I really hope I don't cause you any more pain than I have to Teresa, because that would be one of the worst things I could ever do. But at least from my death you'll get Red John. I'm almost one hundred per cent sure he'll turn himself in once I'm dead, he's gotten so used to the challenge that he would be better off in prison than living without it.
I don't know why he's doing this, letting me say goodbye. I suppose it's meant to be some kind of mental and emotional torture. But it's not really. It's actually kind of therapeutic, being able to tell you everything I've ever wanted to. Tell you things like I always knew you were a Spice Girls fan, like how I was always secretly jealous of any man who got near you, like I love you.
I love you Lisbon. No jokes, no tricks, no games. Just three words that I could never say to your face. I. Love. You.

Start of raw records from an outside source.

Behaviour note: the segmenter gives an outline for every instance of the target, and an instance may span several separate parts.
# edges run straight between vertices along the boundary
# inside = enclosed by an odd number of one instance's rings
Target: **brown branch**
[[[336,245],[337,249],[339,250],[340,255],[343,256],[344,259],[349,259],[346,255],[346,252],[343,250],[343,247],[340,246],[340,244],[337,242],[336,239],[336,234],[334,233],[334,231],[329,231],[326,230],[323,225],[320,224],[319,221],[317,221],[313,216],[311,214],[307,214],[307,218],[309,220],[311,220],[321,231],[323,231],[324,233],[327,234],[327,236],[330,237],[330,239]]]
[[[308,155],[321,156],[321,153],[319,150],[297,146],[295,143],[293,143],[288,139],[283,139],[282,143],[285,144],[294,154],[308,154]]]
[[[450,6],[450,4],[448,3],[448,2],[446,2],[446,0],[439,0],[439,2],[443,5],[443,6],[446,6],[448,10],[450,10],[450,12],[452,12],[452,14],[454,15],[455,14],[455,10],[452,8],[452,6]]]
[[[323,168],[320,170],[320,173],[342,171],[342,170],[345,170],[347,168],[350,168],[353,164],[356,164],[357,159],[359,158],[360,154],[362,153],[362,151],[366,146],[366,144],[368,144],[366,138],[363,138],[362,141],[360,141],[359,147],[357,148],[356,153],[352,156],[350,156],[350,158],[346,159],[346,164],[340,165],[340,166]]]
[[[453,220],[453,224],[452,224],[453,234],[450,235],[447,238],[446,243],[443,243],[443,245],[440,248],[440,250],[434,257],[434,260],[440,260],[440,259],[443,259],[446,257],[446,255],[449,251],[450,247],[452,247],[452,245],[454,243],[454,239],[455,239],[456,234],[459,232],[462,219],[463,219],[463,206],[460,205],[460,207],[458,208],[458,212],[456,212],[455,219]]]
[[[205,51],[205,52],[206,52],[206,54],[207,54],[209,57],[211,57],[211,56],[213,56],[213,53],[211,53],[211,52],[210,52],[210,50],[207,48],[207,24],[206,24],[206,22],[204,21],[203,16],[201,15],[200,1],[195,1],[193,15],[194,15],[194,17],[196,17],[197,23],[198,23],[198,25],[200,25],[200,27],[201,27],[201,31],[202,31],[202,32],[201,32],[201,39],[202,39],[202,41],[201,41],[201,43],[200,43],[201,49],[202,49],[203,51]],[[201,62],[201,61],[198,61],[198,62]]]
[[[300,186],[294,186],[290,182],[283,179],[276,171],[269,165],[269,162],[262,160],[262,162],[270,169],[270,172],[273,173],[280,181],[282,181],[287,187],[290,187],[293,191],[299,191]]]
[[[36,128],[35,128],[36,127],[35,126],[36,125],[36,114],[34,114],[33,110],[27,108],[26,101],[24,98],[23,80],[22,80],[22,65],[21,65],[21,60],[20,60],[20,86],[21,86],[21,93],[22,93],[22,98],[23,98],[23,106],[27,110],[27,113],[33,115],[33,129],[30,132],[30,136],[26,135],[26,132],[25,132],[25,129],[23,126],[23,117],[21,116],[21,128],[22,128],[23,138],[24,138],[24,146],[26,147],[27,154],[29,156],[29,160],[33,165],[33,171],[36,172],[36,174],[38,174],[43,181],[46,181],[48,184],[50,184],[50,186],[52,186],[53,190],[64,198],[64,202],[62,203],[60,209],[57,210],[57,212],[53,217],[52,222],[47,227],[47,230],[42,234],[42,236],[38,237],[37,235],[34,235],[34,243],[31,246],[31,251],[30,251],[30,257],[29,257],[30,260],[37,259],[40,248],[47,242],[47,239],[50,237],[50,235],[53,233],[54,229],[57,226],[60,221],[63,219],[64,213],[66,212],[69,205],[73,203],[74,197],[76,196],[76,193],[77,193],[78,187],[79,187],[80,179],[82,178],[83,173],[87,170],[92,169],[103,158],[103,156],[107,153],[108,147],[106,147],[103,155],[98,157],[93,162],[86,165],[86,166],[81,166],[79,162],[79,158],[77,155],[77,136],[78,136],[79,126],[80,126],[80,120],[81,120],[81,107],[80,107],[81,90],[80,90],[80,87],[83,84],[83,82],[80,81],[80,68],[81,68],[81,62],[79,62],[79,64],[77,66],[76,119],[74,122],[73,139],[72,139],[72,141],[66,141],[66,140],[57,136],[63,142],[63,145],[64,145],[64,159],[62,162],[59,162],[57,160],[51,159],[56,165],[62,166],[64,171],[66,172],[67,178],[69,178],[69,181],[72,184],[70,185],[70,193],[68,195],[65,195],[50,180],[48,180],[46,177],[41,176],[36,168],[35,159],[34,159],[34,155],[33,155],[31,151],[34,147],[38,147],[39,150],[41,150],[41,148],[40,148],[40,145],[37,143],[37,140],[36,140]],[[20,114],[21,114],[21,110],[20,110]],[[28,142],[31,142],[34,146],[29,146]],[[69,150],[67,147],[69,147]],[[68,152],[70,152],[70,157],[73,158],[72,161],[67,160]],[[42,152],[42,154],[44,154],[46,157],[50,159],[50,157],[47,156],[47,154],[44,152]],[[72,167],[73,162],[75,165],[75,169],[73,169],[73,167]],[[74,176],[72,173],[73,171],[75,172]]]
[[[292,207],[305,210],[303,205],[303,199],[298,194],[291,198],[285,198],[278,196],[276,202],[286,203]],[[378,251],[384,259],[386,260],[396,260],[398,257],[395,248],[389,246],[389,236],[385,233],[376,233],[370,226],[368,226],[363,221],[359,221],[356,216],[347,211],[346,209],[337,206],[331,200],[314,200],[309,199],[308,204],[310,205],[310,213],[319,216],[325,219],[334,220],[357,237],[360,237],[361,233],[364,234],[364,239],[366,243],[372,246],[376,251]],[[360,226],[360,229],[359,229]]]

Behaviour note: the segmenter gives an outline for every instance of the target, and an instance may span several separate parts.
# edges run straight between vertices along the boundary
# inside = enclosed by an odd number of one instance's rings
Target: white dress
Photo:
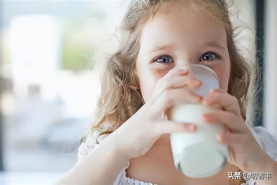
[[[254,138],[263,150],[271,157],[277,161],[277,139],[276,138],[262,127],[253,127],[250,130]],[[88,137],[89,139],[86,140],[84,143],[82,143],[80,145],[78,152],[78,162],[84,159],[94,148],[96,144],[95,138],[98,133],[95,132],[93,134],[93,135]],[[103,135],[101,138],[99,137],[98,141],[103,140],[108,135]],[[126,177],[125,170],[129,167],[129,165],[128,162],[127,166],[120,172],[116,180],[114,182],[114,185],[153,185],[151,183],[143,182]],[[266,172],[264,172],[264,173]],[[243,178],[242,174],[241,178]],[[246,183],[242,183],[240,185],[255,185],[256,184],[254,180],[252,179],[246,180]]]

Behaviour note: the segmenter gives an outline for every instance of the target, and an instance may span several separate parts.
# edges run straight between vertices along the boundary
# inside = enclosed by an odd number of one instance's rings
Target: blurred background
[[[260,68],[248,117],[276,136],[277,1],[235,1],[256,31],[239,44],[259,51],[245,53]],[[76,164],[101,92],[97,64],[116,49],[129,2],[0,1],[1,185],[51,184]]]

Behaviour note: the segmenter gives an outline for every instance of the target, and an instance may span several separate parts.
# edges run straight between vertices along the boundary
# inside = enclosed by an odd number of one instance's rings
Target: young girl
[[[245,122],[251,63],[234,44],[226,6],[225,0],[130,3],[120,48],[101,78],[95,125],[81,140],[78,162],[57,184],[276,184],[276,138]],[[191,63],[212,69],[220,89],[203,99],[193,92],[202,83],[188,75]],[[228,131],[217,139],[228,146],[228,163],[212,176],[191,178],[174,166],[169,134],[197,130],[164,118],[183,100],[221,107],[202,115]],[[231,172],[241,176],[228,177]],[[246,173],[256,177],[245,181]]]

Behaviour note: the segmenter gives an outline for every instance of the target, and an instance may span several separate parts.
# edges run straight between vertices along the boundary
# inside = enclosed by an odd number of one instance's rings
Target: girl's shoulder
[[[264,151],[277,161],[277,138],[262,126],[253,127],[250,130]]]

And also, can you please tell Rigsby that he owes Cho and Van Pelt fifty dollars each? They had a bet that I would never tell you. They thought I didn't know about it. Ha. As if they could hide anything from me. As you can probably tell, I'm trying to make this easier for you. I hope I can at least do that. He's telling me my time's up. I did something for the first time today, I prayed. I do so hope I'm wrong about the afterlife. And if I am wrong, I'll be waiting for you on the other side. If the big man lets me in that is. I sure hope he does.
But for now, please just make sure you do one thing for me Teresa.
Get the bastard.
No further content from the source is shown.